Deniz Feneri davasına değinen Kılıçdaroğlu "Bu savcılar yargılanıyorlar, 'Sen niçin Deniz Feneri soygununu soruşturuyorsun' diye. Bir savcı, 'Önümüzdeki duruşmada 11 kişiyi tanık olarak istiyorum, burada ifade versinler.' Bu kişilerin gelip tanık olarak ifade vermesi lazım. Bunların içinde bir köstebeğimiz var, meşhur, Beşir Atalay, Adalet Bakanı var. Madem savunma hakkı kutsalsa, savunma durumunda olan kişinin gösterdiği tanıkların, tanıklık yapması lazım. Gelirlerse pek çok gerçeği öğreneceğiz. Ama sanmasınlar ki tanıklık yapmayıp, kurtulacaklar. Söz veriyorum, onlardan hesabını sormazsak biz namerdiz" dedi.

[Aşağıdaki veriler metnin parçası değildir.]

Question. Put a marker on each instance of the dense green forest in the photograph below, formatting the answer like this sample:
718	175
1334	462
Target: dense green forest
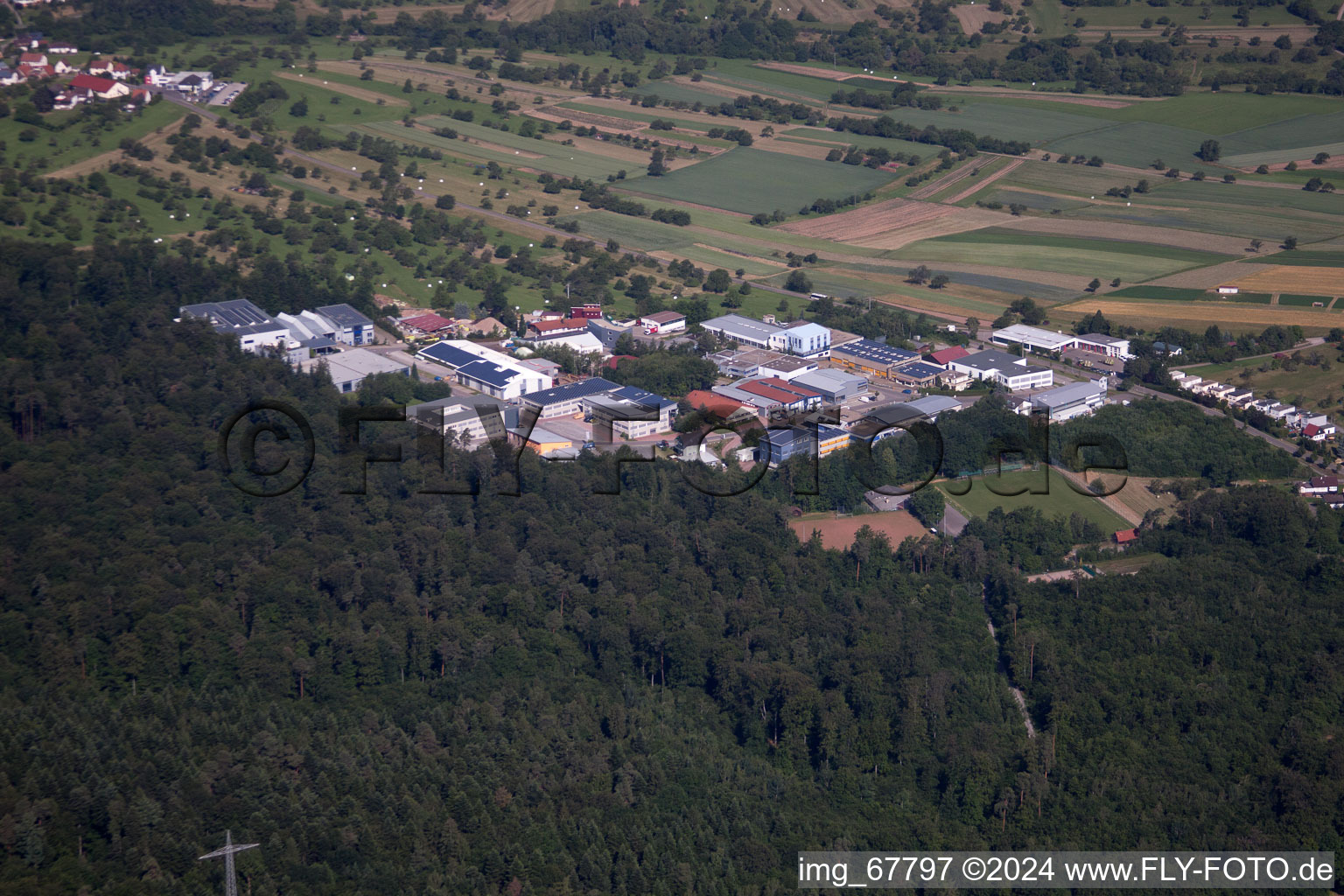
566	690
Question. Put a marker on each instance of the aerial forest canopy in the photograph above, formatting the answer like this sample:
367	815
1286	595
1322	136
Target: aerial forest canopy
648	692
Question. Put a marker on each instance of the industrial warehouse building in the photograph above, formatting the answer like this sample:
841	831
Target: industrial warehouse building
350	368
622	409
1074	399
1007	369
486	369
1046	341
874	359
742	329
832	384
255	328
918	374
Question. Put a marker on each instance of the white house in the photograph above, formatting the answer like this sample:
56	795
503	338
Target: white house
617	406
1320	485
805	340
486	371
663	323
350	368
1007	369
1031	338
1074	399
1102	344
255	328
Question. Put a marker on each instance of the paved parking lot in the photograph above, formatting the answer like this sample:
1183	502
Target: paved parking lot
228	93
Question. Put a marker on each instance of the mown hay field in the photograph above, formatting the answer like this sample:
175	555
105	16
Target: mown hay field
1291	278
750	180
1198	316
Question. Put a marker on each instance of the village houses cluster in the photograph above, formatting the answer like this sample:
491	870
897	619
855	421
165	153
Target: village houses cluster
1316	427
77	77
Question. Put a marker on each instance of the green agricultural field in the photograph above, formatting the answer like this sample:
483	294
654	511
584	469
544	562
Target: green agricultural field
640	115
1060	500
1038	202
1245	196
1074	180
69	137
1306	258
641	233
1268	223
1063	254
677	92
754	78
1163	293
1135	143
752	180
516	150
1306	301
840	138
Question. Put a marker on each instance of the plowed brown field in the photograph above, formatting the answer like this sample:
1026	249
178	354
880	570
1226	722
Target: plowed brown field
897	526
1292	278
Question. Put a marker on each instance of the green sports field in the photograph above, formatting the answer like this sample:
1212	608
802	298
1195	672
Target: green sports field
750	180
1060	500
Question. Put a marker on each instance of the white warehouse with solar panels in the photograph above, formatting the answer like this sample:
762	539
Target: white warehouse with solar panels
486	371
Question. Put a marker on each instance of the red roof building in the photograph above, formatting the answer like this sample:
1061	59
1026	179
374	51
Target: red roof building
558	326
715	403
428	323
948	355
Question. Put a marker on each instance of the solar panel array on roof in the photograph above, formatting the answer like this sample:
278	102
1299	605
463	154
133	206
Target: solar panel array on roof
870	351
574	389
449	355
343	315
486	373
920	371
237	312
640	396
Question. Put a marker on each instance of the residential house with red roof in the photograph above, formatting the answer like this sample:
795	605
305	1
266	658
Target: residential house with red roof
556	328
425	324
945	356
101	88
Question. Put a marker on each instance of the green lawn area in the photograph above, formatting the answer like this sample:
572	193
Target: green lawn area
80	136
1060	499
840	138
1166	293
1309	387
1304	301
752	180
556	158
1306	258
1066	254
649	235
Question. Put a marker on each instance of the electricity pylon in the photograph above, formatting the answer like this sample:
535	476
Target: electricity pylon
228	852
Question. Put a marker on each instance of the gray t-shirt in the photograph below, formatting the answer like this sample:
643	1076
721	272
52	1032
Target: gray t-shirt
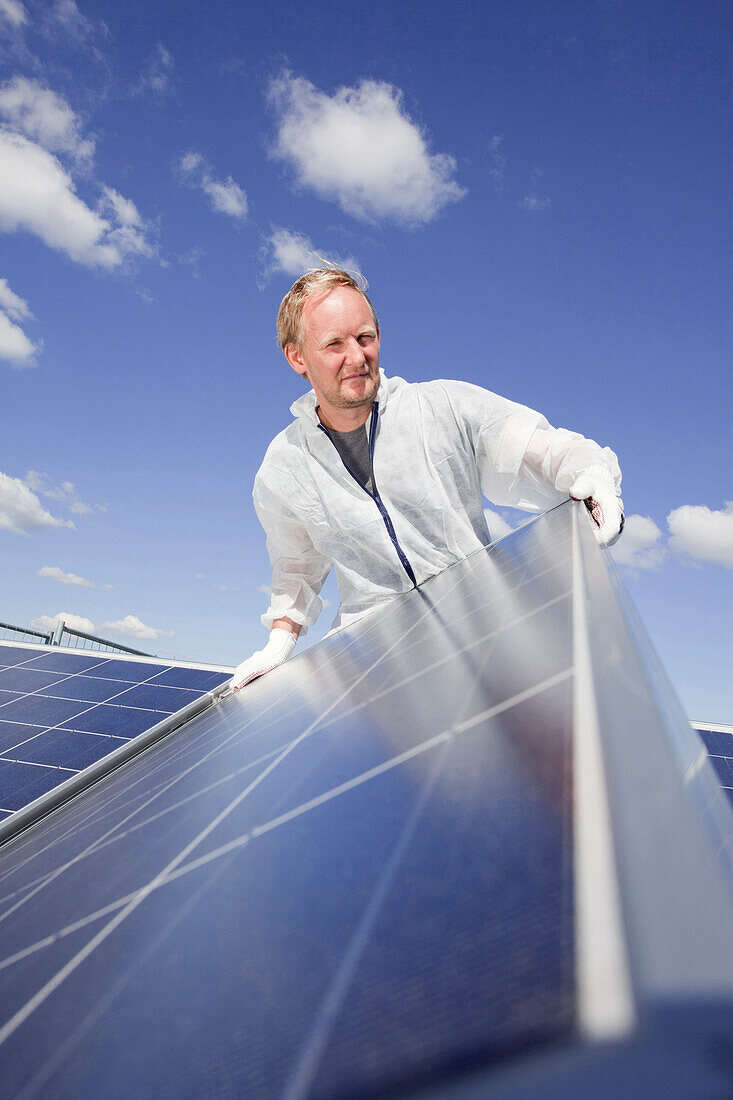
353	448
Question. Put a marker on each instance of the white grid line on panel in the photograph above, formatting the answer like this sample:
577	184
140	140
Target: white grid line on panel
442	738
19	1018
605	1007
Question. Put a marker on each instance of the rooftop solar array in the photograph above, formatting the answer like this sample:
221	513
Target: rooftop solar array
718	740
426	857
62	711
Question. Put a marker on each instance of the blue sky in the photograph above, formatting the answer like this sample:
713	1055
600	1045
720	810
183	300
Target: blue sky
537	193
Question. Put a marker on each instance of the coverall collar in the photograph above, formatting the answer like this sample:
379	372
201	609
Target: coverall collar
305	407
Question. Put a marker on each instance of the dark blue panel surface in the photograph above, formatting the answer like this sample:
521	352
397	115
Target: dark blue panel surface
13	733
41	710
124	670
85	688
26	680
47	718
156	697
717	741
198	679
107	718
17	655
719	745
66	749
58	660
22	782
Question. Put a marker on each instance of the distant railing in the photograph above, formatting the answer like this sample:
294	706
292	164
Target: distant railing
63	635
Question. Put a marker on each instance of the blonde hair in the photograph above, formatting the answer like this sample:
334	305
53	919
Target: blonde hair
314	284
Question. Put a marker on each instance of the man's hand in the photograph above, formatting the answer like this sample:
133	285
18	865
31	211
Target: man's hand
279	649
595	487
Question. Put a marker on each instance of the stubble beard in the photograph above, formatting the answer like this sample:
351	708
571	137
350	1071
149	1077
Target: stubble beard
338	400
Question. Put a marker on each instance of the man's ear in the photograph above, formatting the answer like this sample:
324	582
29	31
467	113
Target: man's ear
294	356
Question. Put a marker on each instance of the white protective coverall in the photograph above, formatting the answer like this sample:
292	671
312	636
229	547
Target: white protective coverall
437	447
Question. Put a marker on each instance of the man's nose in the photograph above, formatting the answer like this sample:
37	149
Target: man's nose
354	353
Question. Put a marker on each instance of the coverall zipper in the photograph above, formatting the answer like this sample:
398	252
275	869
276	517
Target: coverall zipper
375	495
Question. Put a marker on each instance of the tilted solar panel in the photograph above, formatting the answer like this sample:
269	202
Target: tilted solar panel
62	711
718	740
392	867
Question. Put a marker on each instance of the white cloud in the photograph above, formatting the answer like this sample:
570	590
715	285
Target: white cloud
65	493
701	532
54	573
293	253
132	627
75	622
13	12
360	149
155	76
32	109
498	526
37	195
14	345
498	161
68	17
12	304
639	546
225	196
534	200
21	510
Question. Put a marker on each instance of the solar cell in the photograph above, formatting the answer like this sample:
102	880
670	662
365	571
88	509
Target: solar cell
363	875
62	711
719	745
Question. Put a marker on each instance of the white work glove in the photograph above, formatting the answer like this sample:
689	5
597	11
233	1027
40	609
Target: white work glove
279	648
597	488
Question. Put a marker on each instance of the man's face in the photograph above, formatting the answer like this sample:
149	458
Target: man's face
340	353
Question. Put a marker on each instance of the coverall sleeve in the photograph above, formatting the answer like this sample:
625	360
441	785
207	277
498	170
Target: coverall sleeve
523	461
298	570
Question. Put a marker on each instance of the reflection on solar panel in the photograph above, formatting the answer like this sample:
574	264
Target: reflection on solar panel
719	743
461	848
62	711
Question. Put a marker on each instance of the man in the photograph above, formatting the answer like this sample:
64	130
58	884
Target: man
382	479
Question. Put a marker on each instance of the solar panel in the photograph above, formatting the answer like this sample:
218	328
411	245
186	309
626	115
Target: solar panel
62	711
718	740
367	875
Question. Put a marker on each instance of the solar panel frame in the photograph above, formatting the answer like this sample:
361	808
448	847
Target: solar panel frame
42	703
231	831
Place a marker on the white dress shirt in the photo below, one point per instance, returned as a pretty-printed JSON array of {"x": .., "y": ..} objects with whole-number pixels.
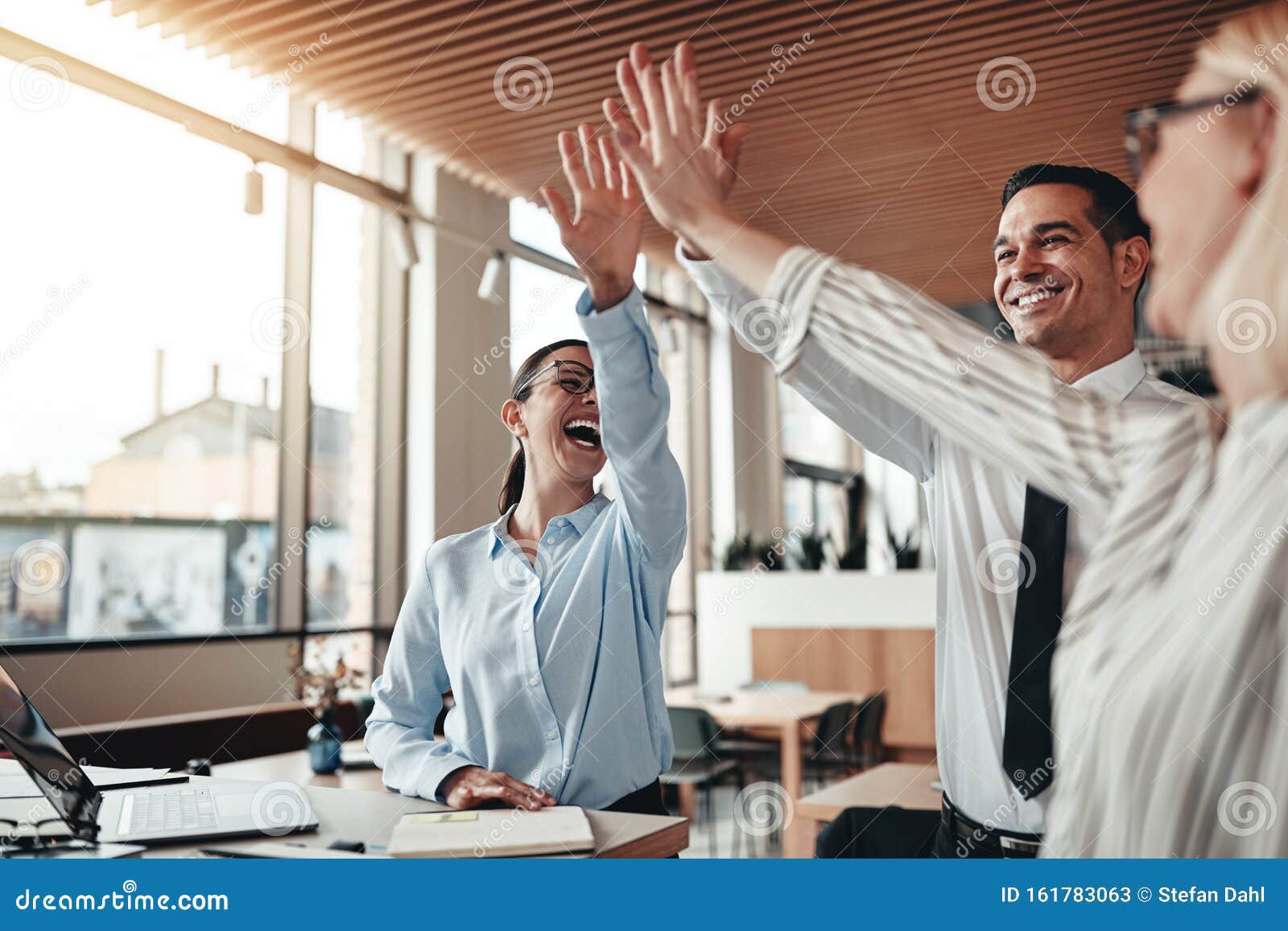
[
  {"x": 1170, "y": 680},
  {"x": 976, "y": 512}
]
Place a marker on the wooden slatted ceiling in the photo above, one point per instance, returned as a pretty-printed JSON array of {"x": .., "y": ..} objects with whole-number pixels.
[{"x": 873, "y": 143}]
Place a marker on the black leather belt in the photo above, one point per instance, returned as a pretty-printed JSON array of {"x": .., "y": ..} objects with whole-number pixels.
[{"x": 983, "y": 841}]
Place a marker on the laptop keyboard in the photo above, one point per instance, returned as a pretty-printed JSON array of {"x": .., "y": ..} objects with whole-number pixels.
[{"x": 165, "y": 810}]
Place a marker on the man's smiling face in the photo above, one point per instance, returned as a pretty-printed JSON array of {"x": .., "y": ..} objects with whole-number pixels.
[{"x": 1056, "y": 281}]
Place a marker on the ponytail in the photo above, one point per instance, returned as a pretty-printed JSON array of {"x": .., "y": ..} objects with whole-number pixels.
[
  {"x": 519, "y": 390},
  {"x": 513, "y": 488}
]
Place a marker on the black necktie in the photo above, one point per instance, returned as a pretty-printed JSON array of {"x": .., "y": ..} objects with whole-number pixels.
[{"x": 1027, "y": 744}]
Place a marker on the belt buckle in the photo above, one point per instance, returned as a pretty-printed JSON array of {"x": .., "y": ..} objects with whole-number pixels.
[{"x": 1018, "y": 847}]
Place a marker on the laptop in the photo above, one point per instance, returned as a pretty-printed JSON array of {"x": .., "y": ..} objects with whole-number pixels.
[{"x": 159, "y": 814}]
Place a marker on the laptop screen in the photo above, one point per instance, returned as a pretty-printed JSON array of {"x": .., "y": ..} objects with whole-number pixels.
[{"x": 25, "y": 734}]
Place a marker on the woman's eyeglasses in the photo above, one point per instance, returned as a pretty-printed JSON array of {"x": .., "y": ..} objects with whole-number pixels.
[
  {"x": 571, "y": 377},
  {"x": 1141, "y": 124}
]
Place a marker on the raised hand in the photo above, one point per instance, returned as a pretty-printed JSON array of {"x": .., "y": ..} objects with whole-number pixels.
[
  {"x": 719, "y": 138},
  {"x": 473, "y": 785},
  {"x": 683, "y": 175},
  {"x": 605, "y": 235}
]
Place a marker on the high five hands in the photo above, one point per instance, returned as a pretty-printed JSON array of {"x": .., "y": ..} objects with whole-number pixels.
[
  {"x": 682, "y": 165},
  {"x": 686, "y": 163},
  {"x": 605, "y": 235}
]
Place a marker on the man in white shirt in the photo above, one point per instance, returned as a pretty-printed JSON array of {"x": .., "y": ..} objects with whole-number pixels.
[{"x": 1071, "y": 257}]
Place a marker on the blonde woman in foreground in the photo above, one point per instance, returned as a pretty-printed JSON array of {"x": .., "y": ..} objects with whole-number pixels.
[{"x": 1171, "y": 678}]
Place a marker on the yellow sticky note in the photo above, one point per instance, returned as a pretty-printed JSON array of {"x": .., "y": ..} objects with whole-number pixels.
[{"x": 444, "y": 817}]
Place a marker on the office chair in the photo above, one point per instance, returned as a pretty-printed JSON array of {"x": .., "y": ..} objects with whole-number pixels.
[
  {"x": 867, "y": 747},
  {"x": 697, "y": 763},
  {"x": 834, "y": 747}
]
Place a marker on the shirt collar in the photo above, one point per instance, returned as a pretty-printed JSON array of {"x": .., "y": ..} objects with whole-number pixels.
[
  {"x": 1114, "y": 381},
  {"x": 581, "y": 519}
]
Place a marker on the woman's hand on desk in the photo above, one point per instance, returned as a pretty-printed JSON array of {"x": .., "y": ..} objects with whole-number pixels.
[{"x": 473, "y": 785}]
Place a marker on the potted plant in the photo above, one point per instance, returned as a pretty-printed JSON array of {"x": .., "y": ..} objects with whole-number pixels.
[
  {"x": 811, "y": 551},
  {"x": 319, "y": 682}
]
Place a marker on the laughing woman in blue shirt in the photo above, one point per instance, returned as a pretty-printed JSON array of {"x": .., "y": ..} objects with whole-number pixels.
[{"x": 547, "y": 624}]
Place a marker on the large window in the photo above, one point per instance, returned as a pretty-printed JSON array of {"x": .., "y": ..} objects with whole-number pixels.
[
  {"x": 138, "y": 478},
  {"x": 343, "y": 345},
  {"x": 142, "y": 354}
]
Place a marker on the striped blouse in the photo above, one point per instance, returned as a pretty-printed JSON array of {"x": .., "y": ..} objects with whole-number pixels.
[{"x": 1171, "y": 676}]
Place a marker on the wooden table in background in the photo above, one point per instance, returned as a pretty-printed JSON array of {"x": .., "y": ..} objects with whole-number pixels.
[
  {"x": 905, "y": 785},
  {"x": 787, "y": 712},
  {"x": 353, "y": 805}
]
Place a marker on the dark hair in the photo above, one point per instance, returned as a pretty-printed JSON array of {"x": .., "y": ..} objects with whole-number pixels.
[
  {"x": 519, "y": 390},
  {"x": 1113, "y": 203}
]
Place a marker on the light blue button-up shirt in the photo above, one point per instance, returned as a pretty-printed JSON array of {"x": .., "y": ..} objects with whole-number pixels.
[{"x": 555, "y": 667}]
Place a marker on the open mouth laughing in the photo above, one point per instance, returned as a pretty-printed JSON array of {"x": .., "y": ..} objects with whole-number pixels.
[
  {"x": 1034, "y": 299},
  {"x": 584, "y": 431}
]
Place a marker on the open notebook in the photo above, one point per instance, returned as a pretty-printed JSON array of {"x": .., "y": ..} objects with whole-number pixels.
[{"x": 493, "y": 832}]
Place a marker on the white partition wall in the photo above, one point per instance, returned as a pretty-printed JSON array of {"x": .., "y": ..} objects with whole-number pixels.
[{"x": 733, "y": 604}]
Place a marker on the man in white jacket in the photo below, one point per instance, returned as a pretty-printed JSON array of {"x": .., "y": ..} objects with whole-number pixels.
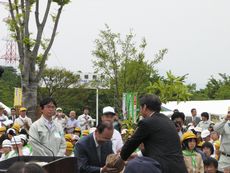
[{"x": 46, "y": 135}]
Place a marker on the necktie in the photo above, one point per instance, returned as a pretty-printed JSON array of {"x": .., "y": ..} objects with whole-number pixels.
[{"x": 99, "y": 153}]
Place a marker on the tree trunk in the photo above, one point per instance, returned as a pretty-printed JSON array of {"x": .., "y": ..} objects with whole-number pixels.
[{"x": 30, "y": 98}]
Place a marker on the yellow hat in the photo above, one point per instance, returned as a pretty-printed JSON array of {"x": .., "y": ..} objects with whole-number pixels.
[
  {"x": 85, "y": 132},
  {"x": 188, "y": 135},
  {"x": 16, "y": 127},
  {"x": 69, "y": 146},
  {"x": 77, "y": 129},
  {"x": 217, "y": 144},
  {"x": 200, "y": 144},
  {"x": 2, "y": 129},
  {"x": 68, "y": 137},
  {"x": 22, "y": 109}
]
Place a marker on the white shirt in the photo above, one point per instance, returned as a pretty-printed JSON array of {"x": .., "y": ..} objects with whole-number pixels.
[{"x": 116, "y": 141}]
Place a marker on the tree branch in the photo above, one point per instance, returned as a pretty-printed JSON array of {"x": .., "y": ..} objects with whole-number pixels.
[
  {"x": 45, "y": 55},
  {"x": 37, "y": 13},
  {"x": 17, "y": 32},
  {"x": 40, "y": 28}
]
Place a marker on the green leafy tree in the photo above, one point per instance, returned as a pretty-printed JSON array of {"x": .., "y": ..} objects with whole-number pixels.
[
  {"x": 9, "y": 80},
  {"x": 170, "y": 88},
  {"x": 34, "y": 48},
  {"x": 58, "y": 79},
  {"x": 122, "y": 62},
  {"x": 218, "y": 88}
]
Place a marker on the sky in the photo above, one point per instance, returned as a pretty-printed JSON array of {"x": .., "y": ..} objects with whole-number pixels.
[{"x": 196, "y": 34}]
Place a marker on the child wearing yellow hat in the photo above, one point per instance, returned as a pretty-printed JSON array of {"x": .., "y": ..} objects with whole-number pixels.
[
  {"x": 69, "y": 149},
  {"x": 193, "y": 160}
]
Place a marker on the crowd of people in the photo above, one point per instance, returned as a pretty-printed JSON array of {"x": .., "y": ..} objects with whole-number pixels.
[{"x": 159, "y": 144}]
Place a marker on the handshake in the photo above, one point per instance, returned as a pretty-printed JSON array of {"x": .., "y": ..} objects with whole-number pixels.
[{"x": 114, "y": 164}]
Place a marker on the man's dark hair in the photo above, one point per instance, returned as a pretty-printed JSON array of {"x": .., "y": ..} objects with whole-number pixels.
[
  {"x": 13, "y": 109},
  {"x": 152, "y": 102},
  {"x": 211, "y": 161},
  {"x": 205, "y": 114},
  {"x": 193, "y": 109},
  {"x": 208, "y": 145},
  {"x": 46, "y": 101},
  {"x": 104, "y": 125},
  {"x": 178, "y": 115},
  {"x": 85, "y": 107},
  {"x": 22, "y": 167}
]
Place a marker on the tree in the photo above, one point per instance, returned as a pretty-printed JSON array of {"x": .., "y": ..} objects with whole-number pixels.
[
  {"x": 170, "y": 88},
  {"x": 33, "y": 50},
  {"x": 117, "y": 59},
  {"x": 218, "y": 88},
  {"x": 9, "y": 80},
  {"x": 58, "y": 79}
]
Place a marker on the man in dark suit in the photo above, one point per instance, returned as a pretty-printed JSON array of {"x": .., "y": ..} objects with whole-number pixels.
[
  {"x": 93, "y": 149},
  {"x": 159, "y": 136}
]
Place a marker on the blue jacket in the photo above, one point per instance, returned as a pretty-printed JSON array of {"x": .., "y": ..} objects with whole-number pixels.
[{"x": 86, "y": 153}]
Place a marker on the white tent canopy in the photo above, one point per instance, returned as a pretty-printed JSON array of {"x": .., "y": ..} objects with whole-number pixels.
[{"x": 214, "y": 107}]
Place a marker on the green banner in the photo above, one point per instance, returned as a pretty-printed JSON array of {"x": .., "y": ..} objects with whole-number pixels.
[{"x": 129, "y": 106}]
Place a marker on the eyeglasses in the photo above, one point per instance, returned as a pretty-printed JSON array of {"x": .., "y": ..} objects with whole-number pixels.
[{"x": 49, "y": 106}]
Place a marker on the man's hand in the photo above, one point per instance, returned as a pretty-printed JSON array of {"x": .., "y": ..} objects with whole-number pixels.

"SEN NE ANLARSIN ORTAK İRADEDEN"

Başbakan Erdoğan'ı eleştiren Kılıçdaroğlu, "Şimdi kalkıp ortak iradeden, ulusallıktan söz ediyorlar. Sen kim, ortak irade kim. Sen ne anlarsın ortak iradeden. Kendi iradeni, milletin ortak iradesi sanıyorsun. Egon bu kadar şişmiş senin, o egon senin başına bela zaten. Önce ondan kurtulacaksın. İnsanımızın kanının Ortadoğu çöllerinde dökülmesini istemiyoruz. Bedel ödemek istemiyoruz. Suriye konusunda mektup gönderdik, bunu da kabul etmediler. Şimdi, 'Niye bize destek vermiyorsunuz' diyorlar. Bu ülkeyi savaşa götürecek hiçbir belgenin altına, hiçbir CHP'li, ülkesini seven hiçbir kişi imza atmaz. Bütün çabalarımızı, yolu yöntemi gösterdik, şöyle davran, yanlış davranıyorsun dedik, anlatamadık, 'Ben biliyorum, doğru yapıyorum' diye konuştu.


CEMİL ÇİÇEK'E SORU

Yabancı bir ülkenin askerlerinin, Türkiye'de konuşlanmasının yolunun parlamento kararına bağlı olduğunu ifade eden Kılıçdaroğlu, şunları söyledi:

"Parlamento böyle bir karar almadı. O zaman bunun adı vatana ihanettir ve hesabı sorulacaktır. Eğer bizim arkadaşlarımız Apaydın Kampı'na gitmeseydi, orada Özgür Suriye Ordusu'nun konuşlandığını Türkiye öğrenemeyecekti. Silahlı eğitim görüyorlar, Suriye'ye gidip çarpışıp tekrar dönüyorlar. Yabancı gazetelere, televizyonlara röportaj veriyorlar. Biz gidiyoruz 'İçeriye giremezsin' diyorlar. Cemil Çiçek'e bir daha soruyorum: TBMM'nin milletvekillerinin giremediği bu kampın hebasını sen sordun mu?"


"ŞAM FATİHİ OLACAK"

Tezkereye 'hayır' diyerek doğru bir karar verdiklerini söyleyen Kılıçdaroğlu, "Neymiş efendim, tezkereyi çıkarıp, beyefendi Şam fatihi olacak. İyi de Şam fatihi olacaksan önce şu çocuklarını bir askere gönder bakalım. Çocuklarını göndermeyeceksin, AKP milletvekillerinin çocukları da gitmeyecekler, onları iyi yerlere göndereceksiniz, bu milletin fakir fukara çocuklarını alacaksın, 'Hadi bakalım cepheye.' Neden? Beyefendi Şam fatihi olacakmış. Kusura bakma ama bu kafayla gidersen olsa olsa sen Şam babası olursun" dedi.